全てのログ情報がクラウドに集約されるメリット

昨今のストレージ運用は高度化が進んでいますが、依然として、ローカル環境の監視ツールを用いて SNMP や CLI 、REST を介して情報を取得するという手法が主流です。この従来型手法の場合、リプレースのたびに監視ツールへ組み込む作業が発生しますし、監視そのものも属人的な作業になりがちです。専用の監視ツールを有償で提供しているストレージ・ベンダーもあります。

こうした中、クラウドでログを管理するという手法が広まりつつあります。ピュア・ストレージが提供している Pure1 は、近代的なストレージ運用を提供するクラウド型管理ツールの代表例です。ハードウェア情報や性能、容量情報といったストレージの構成情報のログをクラウド環境に格納しているため、いつでもどこからでもストレージの状態を確認するためにアクセスでき、スマートフォンでもスムーズな状態監視が可能です。

障害対応においても、クラウド型監視はさまざまなメリットが得られます。では、何らかの問題が発生した場合を考えてみましょう。

  1. サポート担当者から確認依頼があってケースをオープンする
  2. サポート・エンジニアをアサインする

問題が発生して最初に行われる 1 と 2 の手順は、従来型監視でも Pure1 のようなクラウド型監視でも同様です。

従来型監視の場合:

  1. ユーザーはローカル環境からログを取得し、大きなサイズのログファイルを送付する
    → サポート・エンジニアは、調査に必要な情報が集まるまで何度もログの取得を依頼する
  2. ユーザーから送られてきた情報をもとに、構成と性能ログを調査する
  3. 情報が不足していて調査が難航すれば “再現待ち” の状態になるおそれあり

クラウド型監視(Pure1)の場合:

  1. アサインされたサポート・エンジニアが、ユーザーと煩雑なやり取りをすることなく構成や性能情報を調査する
    → Pure1 は 30 秒ごとにログを取得しているため、エンジニアは直近の状況から調査を開始することができる
  2. 障害の原因をすばやく特定してユーザーへ報告する

クラウド型監視で障害対応の時間を短縮

クラウド型監視では、従来型監視の手順にある「3. ユーザーはローカル環境からログを取得し、大きなサイズのログファイルを送付する」が不要となり、簡素化されています。
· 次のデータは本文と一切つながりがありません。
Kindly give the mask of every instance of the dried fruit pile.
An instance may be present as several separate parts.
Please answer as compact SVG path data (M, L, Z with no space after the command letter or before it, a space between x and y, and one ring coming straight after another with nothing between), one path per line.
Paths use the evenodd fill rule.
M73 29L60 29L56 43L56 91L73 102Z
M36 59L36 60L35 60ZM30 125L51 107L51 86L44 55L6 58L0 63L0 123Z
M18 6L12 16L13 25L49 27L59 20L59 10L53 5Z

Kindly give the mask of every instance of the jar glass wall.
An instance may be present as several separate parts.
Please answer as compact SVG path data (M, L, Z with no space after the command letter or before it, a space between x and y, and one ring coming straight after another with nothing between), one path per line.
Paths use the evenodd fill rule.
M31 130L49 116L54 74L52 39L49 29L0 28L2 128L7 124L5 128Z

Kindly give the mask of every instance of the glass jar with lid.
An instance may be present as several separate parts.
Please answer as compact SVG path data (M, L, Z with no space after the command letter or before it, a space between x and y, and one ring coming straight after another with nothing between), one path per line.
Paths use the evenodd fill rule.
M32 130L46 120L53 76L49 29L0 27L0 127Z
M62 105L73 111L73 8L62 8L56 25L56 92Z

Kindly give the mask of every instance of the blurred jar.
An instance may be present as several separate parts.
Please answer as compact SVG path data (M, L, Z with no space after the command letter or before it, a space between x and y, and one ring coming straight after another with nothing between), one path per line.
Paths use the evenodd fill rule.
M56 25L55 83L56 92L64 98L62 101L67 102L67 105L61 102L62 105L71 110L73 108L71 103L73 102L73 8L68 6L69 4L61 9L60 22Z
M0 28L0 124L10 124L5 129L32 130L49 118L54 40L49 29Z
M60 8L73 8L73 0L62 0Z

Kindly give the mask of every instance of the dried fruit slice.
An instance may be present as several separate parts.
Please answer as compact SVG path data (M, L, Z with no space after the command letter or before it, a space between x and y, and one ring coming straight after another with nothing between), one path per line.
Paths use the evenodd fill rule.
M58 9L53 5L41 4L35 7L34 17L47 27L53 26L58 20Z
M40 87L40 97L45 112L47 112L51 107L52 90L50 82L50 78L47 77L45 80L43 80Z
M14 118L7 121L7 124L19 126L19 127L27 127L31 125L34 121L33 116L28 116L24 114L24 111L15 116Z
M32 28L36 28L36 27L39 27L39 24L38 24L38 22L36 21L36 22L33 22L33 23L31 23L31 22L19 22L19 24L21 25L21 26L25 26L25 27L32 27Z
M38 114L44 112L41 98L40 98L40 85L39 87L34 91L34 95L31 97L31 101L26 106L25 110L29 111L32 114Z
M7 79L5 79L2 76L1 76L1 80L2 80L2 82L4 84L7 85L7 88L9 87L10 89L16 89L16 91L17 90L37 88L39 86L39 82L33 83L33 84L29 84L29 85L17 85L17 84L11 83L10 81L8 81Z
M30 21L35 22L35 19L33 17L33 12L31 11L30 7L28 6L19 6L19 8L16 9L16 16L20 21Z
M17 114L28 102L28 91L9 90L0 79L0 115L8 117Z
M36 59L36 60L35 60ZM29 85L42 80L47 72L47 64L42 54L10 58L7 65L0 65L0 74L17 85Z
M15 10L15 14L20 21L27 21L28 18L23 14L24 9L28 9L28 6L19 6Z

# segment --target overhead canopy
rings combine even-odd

この違いが、クラウド型監視の大きなメリットの 1 つです。

クラウドベース・ストレージ管理ツール「Pure1」はサポートの性質をがらりと変える

ピュア・ストレージの FlashArrayFlashBlade には、GUI 管理ツール「Purity GUI」が搭載されており、健全性データやシステム・ボリューム単位の性能・容量情報などの監視を従来どおりにローカルで実施できます。最長で 1 年分のデータが格納されているため、インシデント対応にも役立ちます。

加えて上述したように、Pure1 へ 30 秒ごとにログを送付して保管することが可能です。1 日でおよそ 5 ~ 6 GB のログが記録されます。ピュア・ストレージのサポート・チームやサポート・パートナーは、Pure1 に格納されたデータを参照し、スムーズにサポート・サービスを提供します。また、スマートフォン・アプリを活用して外出先や自宅から稼働状況をモニタリングできます。

Pure1 ―クラウドベースのシンプルな運用監視

ピュア・ストレージ製品に障害が発生すると、ユーザー、サポート・チーム、サポート・パートナーに情報が通知されます。同時にサポート・チケットが作成され、エンジニアがアサインされます。何らかのツールを仕掛ける必要はなく、全関係者がリアルタイムに状況を把握できる点が、一般的な運用監視手法と大きく異なるところです。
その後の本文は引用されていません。